When I got sick abroad, the Aussie Irish became my family
I had a great network of new friends in Sydney, but nothing can replace the support of home when you’re ill
Crona Brady: I experienced just how close knit the expat community really is. Everyone looks out for everyone
As with a lot of other recent Irish emigrants, 2015 was the year when I returned to live in Ireland after a few years in Australia. But I didn’t move home because of a great career opportunity, or to get married and start a family, or because I felt it was simply time to move back. I moved home because I got sick, and I needed the support of my family.
Until November I was living in Sydney. I had a job I really enjoyed, a great place to live and a wonderful group of friends. I also had ulcerative colitis that wasn’t getting any better.
When I was diagnosed, in Ireland in early 2011, I didn’t know much about the disease. I was told it was a chronic illness of the digestive and immune system with no easy cure. Still, I thought, it can’t be that bad, and I continued to live life to the full. But slowly, over the next few months, my body began to break down. After a hospitalisation in 2012 I had to reassess. I stopped running competitively, switched to a less stressful job, changed my diet and tried to beat the disease.
I always had a desire to travel and had planned to tour the world, but with my illness that was out of the question, as I needed to stay close to a hospital. Living in Australia was the next best thing in my mind, so I took myself off to Sydney, thinking a sunny climate and laid-back lifestyle might be the answer to all my health problems.
And it was for some time. I loved every second of my life there. I found a great job working as a financial adviser to charities and nonprofit organisations. I had a lively social life and even completed the Sydney half-marathon. Then I was hospitalised in late 2014, and things went downhill from there.
Constant sickness began to affect my ability to work. Despite a very understanding employer, I couldn’t afford to take any more time off and had to quit.
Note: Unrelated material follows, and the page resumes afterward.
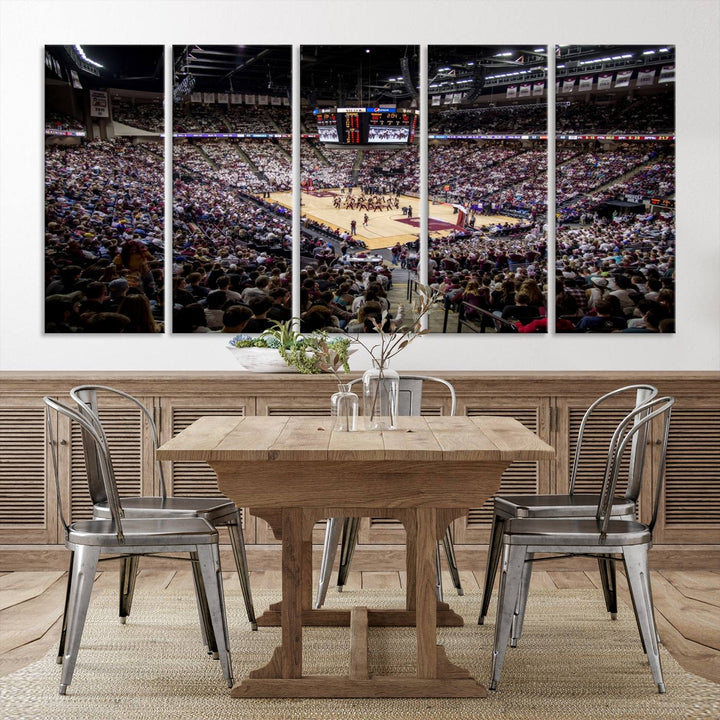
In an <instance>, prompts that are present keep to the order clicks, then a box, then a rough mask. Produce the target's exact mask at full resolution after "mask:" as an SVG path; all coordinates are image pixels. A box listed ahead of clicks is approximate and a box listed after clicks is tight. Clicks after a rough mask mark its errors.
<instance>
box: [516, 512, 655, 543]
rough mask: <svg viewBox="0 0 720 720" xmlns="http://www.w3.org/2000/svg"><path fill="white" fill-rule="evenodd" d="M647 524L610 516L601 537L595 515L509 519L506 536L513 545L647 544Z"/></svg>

It’s at times like that you quickly realise the risks of being a foreigner in another country.
I also realised the importance of having a close network of friends when you are away from the people you would usually rely on.
I am so grateful for the care and support my new Irish, Scottish, English, German, Australian and American friends gave me during the many days I spent in hospital, for the deliveries of food and clean clothes they brought, and, most importantly, for the laughs and chats that kept my spirits up.
I experienced first-hand just how close knit the expat community really is. Everyone looks out for everyone, wherever they’re from. Friends became my Aussie family.
A few months ago, after I had been battling constant illness for about a year, the doctors suggested a colectomy. My diseased colon was to be removed. The operation carries risks; the recovery period can be weeks or even months, and it is gruelling, physically and mentally. They suggested that I have the procedure done in Ireland, where I would have the support of my family.
My feelings about moving home were mixed. I was sad to be leaving my Sydney life but relieved to finally be facing the prospect of good health. I also knew my family, who had been getting phone calls for months from a hospital bed thousands of kilometres away, were worried sick about me. It was comforting to know that I would be putting their minds at ease.
I worried about my Aussie “family” and leaving them behind. It can be unsettling when a member of the group moves back home. But I knew they would all pull together.
I miss my life in Sydney and my friends there. But I’m relieved not to have to struggle through each day. I had no close family in Australia, and when you’re ill you need them more than ever. I’m glad to be going in for my operation today in an Irish hospital with them all nearby. Maybe I’ll go back some day, but for now it feels good to be home.